We all feel something like that about the photographs lining our walls and crowding our phones. But articulating it as Kardashian West does implies the inverse: that Selfish is a trove of memento mori, each selfie marking the death of an event, an outfit, an especially bouncy blowout. And it’s hard not to feel that too with Mann’s images—growing children inImmediate Family, or her husband Larry’s physical decline under the force of muscular dystrophy, as in Proud Flesh.
“Ultimate beauty requires that edge of sweet decay, just as our casually possessed lives are made more precious by a whiff of the abyss… the only true perfection is a lost perfection,” writes Mann near the end of Hold Still, in light defense of her sometimes-macabre tastes. But, as Kardashian West shows, every day has its own sweet decay, when the lashes are ungummed, the bodycon dress unpeeled, and the lights clapped off. Mann and Kardashian West make what they can of the waning light, and put themselves in it—not because they are any more vain or narcissistic than the next person, but because they want to live on in the moment, the residual image an invitation to us to be there with them. “Photography is always invasive, but these experiences are consensual, and in the best hours, transcendent,” concludes Mann, consent being the key.
Throughout time, the female body has been treated as a conduit to identity, representation of face and form, and a way of invading the very personal experience of what it means to be female.
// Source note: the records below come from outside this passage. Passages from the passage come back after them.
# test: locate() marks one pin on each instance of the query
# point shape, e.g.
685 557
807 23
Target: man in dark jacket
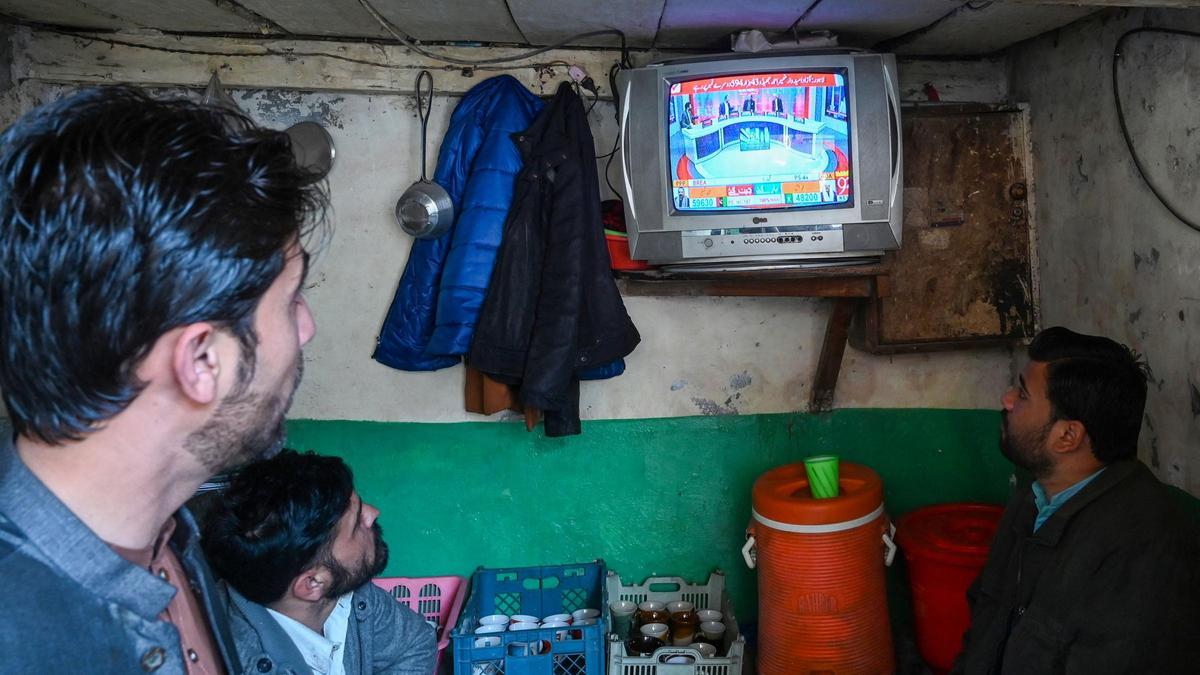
298 548
151 326
1093 569
552 309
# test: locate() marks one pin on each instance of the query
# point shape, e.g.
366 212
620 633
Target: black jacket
552 309
1108 584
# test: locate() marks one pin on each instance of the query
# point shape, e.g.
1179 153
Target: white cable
408 41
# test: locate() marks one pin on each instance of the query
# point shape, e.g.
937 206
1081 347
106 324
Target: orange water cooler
822 598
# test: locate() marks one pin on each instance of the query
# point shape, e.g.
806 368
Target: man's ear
196 363
1067 435
311 584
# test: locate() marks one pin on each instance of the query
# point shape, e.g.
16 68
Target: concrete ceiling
907 27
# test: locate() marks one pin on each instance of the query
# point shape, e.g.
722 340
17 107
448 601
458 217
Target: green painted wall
651 496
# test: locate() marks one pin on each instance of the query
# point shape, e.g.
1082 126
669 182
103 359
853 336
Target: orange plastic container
822 602
946 547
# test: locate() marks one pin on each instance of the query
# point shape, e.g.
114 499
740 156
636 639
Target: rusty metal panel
964 274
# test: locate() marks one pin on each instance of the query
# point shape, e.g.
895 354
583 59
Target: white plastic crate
669 589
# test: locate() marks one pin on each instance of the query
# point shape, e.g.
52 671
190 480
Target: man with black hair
1093 568
298 548
151 323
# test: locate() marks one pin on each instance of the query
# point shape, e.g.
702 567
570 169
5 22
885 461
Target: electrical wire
408 41
1125 129
292 54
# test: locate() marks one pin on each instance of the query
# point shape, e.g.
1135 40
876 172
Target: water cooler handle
749 551
889 543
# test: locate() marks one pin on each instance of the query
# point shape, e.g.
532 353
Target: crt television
762 159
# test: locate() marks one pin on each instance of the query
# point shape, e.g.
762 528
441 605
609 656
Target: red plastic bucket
946 547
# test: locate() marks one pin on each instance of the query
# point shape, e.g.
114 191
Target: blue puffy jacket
432 316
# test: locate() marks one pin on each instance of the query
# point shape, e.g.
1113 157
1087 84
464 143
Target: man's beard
246 426
343 579
1027 449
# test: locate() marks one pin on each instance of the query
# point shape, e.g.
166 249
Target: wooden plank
343 18
173 60
825 382
541 21
700 23
963 276
1146 4
64 12
985 30
179 15
163 60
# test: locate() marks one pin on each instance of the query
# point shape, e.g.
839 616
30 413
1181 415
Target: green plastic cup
822 472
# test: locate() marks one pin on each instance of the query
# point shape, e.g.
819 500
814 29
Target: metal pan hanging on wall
425 209
312 147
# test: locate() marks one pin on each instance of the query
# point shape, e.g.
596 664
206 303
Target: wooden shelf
847 286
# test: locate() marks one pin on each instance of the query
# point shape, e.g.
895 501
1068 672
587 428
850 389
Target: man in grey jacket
298 548
151 322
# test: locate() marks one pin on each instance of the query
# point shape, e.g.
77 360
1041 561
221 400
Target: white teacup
585 614
495 620
487 641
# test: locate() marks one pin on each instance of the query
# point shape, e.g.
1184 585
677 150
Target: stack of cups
822 472
622 616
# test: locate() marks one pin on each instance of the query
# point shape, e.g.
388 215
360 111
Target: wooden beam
825 382
154 59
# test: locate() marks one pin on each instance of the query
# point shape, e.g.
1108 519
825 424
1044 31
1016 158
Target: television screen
761 141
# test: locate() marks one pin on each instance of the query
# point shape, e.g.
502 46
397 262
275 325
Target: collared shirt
323 652
1047 507
184 610
105 611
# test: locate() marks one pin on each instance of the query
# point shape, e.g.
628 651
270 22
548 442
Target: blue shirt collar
1047 507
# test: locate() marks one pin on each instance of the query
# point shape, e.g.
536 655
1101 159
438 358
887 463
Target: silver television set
762 159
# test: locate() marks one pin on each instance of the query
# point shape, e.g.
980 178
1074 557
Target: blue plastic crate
537 591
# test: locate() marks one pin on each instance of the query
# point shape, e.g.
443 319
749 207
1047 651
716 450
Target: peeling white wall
699 356
1114 261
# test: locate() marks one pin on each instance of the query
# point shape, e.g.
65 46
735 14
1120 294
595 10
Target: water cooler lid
958 533
783 496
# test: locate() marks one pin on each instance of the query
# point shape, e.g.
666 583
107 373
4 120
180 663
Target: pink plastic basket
437 598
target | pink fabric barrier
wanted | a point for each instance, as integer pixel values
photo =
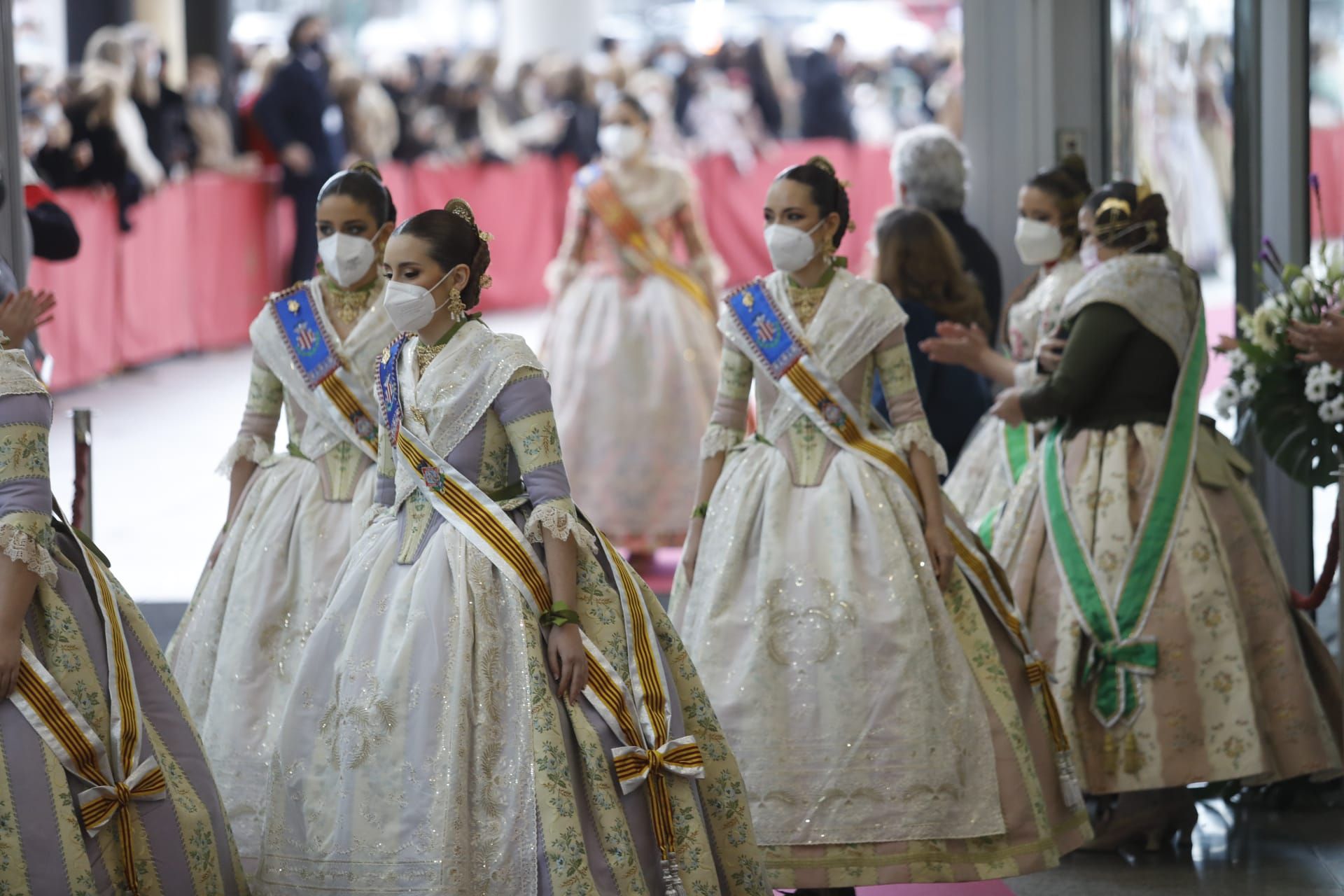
(1328, 163)
(204, 253)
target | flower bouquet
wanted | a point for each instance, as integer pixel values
(1297, 409)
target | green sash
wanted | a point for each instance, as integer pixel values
(1120, 652)
(1016, 454)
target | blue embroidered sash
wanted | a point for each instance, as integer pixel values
(320, 367)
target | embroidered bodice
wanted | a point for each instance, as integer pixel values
(340, 463)
(511, 450)
(1037, 316)
(26, 533)
(663, 197)
(806, 450)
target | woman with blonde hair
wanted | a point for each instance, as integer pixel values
(918, 262)
(1047, 237)
(864, 663)
(1142, 558)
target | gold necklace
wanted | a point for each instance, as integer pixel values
(426, 354)
(806, 300)
(347, 305)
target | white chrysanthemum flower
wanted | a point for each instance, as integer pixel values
(1266, 324)
(1250, 383)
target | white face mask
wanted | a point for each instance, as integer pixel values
(1038, 242)
(412, 307)
(790, 248)
(346, 258)
(620, 141)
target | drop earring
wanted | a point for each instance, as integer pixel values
(456, 308)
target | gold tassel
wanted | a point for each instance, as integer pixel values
(1133, 760)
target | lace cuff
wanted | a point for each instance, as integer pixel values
(1025, 375)
(27, 539)
(720, 440)
(248, 448)
(916, 434)
(561, 520)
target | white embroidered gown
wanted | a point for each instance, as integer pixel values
(632, 362)
(235, 649)
(886, 729)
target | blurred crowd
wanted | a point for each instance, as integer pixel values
(115, 120)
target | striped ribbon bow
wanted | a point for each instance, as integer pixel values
(635, 764)
(99, 805)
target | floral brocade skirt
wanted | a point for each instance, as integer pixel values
(886, 729)
(1243, 688)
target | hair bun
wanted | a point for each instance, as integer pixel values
(461, 209)
(823, 163)
(369, 168)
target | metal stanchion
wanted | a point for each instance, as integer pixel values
(81, 508)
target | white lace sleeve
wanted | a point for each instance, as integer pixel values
(559, 519)
(720, 440)
(916, 434)
(27, 539)
(248, 448)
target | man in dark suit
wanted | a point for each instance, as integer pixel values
(305, 127)
(929, 171)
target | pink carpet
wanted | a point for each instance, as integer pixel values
(979, 888)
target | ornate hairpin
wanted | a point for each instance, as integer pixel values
(1116, 204)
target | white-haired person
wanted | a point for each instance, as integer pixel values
(929, 169)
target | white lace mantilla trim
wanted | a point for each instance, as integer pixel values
(561, 522)
(372, 512)
(720, 440)
(916, 434)
(19, 545)
(248, 448)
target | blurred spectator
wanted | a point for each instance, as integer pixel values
(825, 108)
(93, 115)
(575, 101)
(163, 111)
(371, 125)
(211, 130)
(108, 71)
(765, 94)
(305, 127)
(929, 171)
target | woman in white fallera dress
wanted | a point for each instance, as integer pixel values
(1047, 235)
(866, 664)
(631, 343)
(292, 514)
(492, 701)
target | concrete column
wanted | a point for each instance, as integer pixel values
(168, 20)
(1272, 160)
(534, 27)
(13, 213)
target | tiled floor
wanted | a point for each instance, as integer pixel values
(159, 433)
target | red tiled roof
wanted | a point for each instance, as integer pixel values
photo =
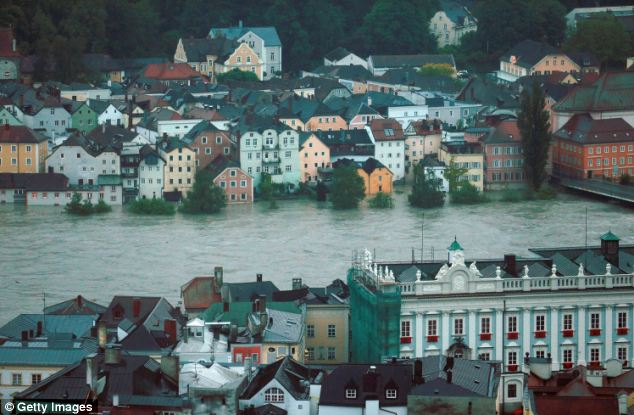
(19, 134)
(380, 128)
(170, 71)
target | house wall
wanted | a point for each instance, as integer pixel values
(23, 158)
(237, 185)
(313, 155)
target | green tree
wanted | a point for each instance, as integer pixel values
(604, 36)
(237, 75)
(453, 173)
(426, 190)
(205, 197)
(347, 188)
(534, 125)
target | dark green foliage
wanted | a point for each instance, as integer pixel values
(467, 194)
(205, 197)
(426, 190)
(604, 36)
(533, 123)
(347, 188)
(152, 207)
(238, 75)
(85, 208)
(381, 201)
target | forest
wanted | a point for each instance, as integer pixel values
(64, 30)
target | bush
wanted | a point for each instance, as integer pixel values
(467, 194)
(381, 201)
(152, 207)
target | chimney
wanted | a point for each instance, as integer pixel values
(91, 372)
(170, 367)
(509, 264)
(136, 308)
(112, 355)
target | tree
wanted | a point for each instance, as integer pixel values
(453, 173)
(347, 188)
(237, 75)
(534, 127)
(604, 36)
(426, 190)
(205, 196)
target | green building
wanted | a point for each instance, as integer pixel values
(375, 315)
(83, 118)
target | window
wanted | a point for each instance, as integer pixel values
(406, 328)
(332, 330)
(274, 395)
(485, 325)
(540, 322)
(511, 325)
(458, 326)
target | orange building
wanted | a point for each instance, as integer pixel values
(589, 148)
(22, 150)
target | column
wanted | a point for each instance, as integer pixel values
(581, 335)
(609, 331)
(445, 333)
(419, 335)
(473, 329)
(499, 334)
(554, 336)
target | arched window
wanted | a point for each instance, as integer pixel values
(274, 395)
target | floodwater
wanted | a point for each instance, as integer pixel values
(43, 250)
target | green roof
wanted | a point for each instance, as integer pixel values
(609, 237)
(239, 311)
(455, 246)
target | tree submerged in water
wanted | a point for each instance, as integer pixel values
(205, 196)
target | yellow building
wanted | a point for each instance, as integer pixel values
(22, 150)
(465, 155)
(376, 177)
(180, 166)
(313, 155)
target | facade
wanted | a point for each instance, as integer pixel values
(503, 155)
(451, 22)
(389, 141)
(273, 150)
(467, 156)
(22, 150)
(567, 303)
(313, 155)
(592, 148)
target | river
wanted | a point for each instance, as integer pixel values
(44, 250)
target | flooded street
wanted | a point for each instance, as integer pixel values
(45, 250)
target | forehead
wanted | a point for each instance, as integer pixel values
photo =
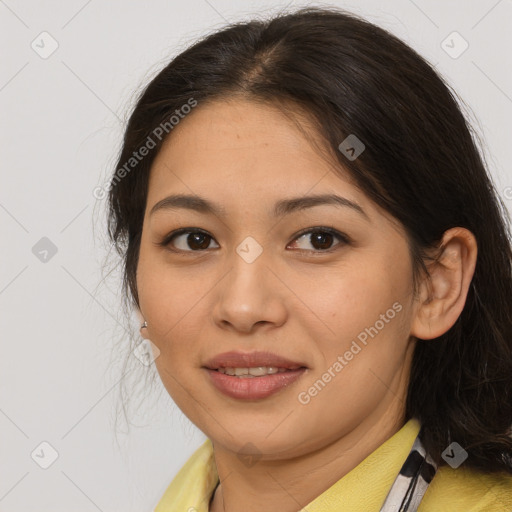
(245, 144)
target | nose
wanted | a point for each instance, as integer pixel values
(250, 297)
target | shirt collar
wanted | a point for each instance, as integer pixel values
(363, 488)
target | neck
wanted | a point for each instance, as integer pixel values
(279, 485)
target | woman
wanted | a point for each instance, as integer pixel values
(323, 269)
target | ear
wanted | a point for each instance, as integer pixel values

To be any kind of woman draws commentary and control, exoticization, appropriation and counter-appropriation. Behind (or in front of) each camera, Mann and Kardashian West make images that stir powerful impulses in the viewer, provoke a frenzy of attachment and attack, commentary by turns loving and menacing—they wield, and exploit, their female gaze with different outcomes. Worlds apart though they may be, we are looking at them, and we are not looking away.